El ‘Manifiesto por la lectura’ de Irene Vallejo
Irene Vallejo, dado su buen éxito editorial y gracia personal, publicó hace poco y por encargo, el Manifiesto por la lectura. En este breve libro todo suena bien y las palabras nos envuelven y nos hipnotizan igual que en El Infinito en un Junco. En estado hipnótico se puede comer una cebolla y creer que se está comiendo una dulce manzana. Sin embargo, entre la creencia que se expresa y se intenta fundamentar y los halagos algo desmesurados a los libros y la lectura, el tejido que se nos presenta es muy seductor de entrada, pero en una segunda lectura luce como un sobrevuelo de baja penetración. Esto carecería de importancia si no fuera porque el tema tratado toca profundamente a la condición humana. Es claro que la escritura, los grafismos y los sonidos no son exactamente lo mismo que el lenguaje y no son necesariamente arte. Se escriben millones de páginas en diarios, documentos, catálogos; se dicen billones de sentencias por hora en el mundo; se leen incontables páginas de política, economía, ciencia y farándula, por mencionar solo a algunas de sus áreas.
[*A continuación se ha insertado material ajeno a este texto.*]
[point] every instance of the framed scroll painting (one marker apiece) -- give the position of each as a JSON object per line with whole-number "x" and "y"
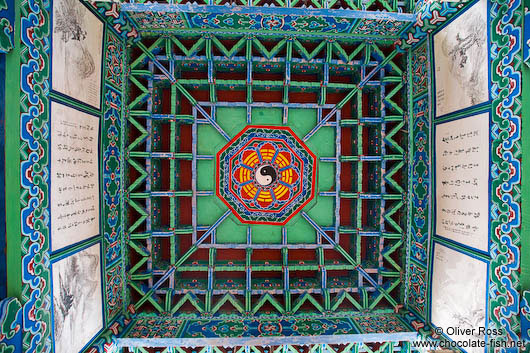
{"x": 77, "y": 299}
{"x": 77, "y": 45}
Y, en todo lo escrito, dicho, escuchado y leído, hay una alta densidad de engaño, mentira y manipulación. La literatura es un ‘arte’, un arte de la expresión escrita o hablada, que, como todas las artes, requiere un esfuerzo, casi siempre fracasado, por comprender lo que experimentamos al leer o escribir. ¿Qué significa la palabra ‘arte’? No haremos el recorrido, de sobra conocido, que parte en la expresión griega techné, y que pasando por el ars latino, termina en nuestro vocablo ‘arte’. Y no lo haremos, porque la filología y la etimología son trayectos y procesos de enorme dinamismo que muestran la evolución de una parte de la vida, y, específicamente, de la vida humana. Sin embargo eso no implica desconocer algunas raíces que nos muestran su complejidad de modo paradigmático. Y es aquí donde el hermoso texto de Vallejo muestra su incompletitud. La autora menciona, junto a muchos otros autores, especialmente neurobiólogos, que el ´instrumento’ al que llamamos lenguaje es lo que eleva al ser humano por sobre toda la vida existente. Sin embargo, previamente parece existir la intelección que crea una sintaxis entre lo sido, lo que hay ahora, y la predicción del futuro. El Homo sapiens sapiens crea el lenguaje, pero no es el lenguaje el que lo eleva a su condición de tal, sino su capacidad de comprender sintácticamente antes de emitir la primera palabra(1).
(1) Para quien desee una ampliación de lo aquí expresado, les sugiero visitar el texto: Ojeda C. (2022). Consciente e Inconsciente: Las Cualidades de la Experiencia. C y C Ediciones, Santiago de Chile.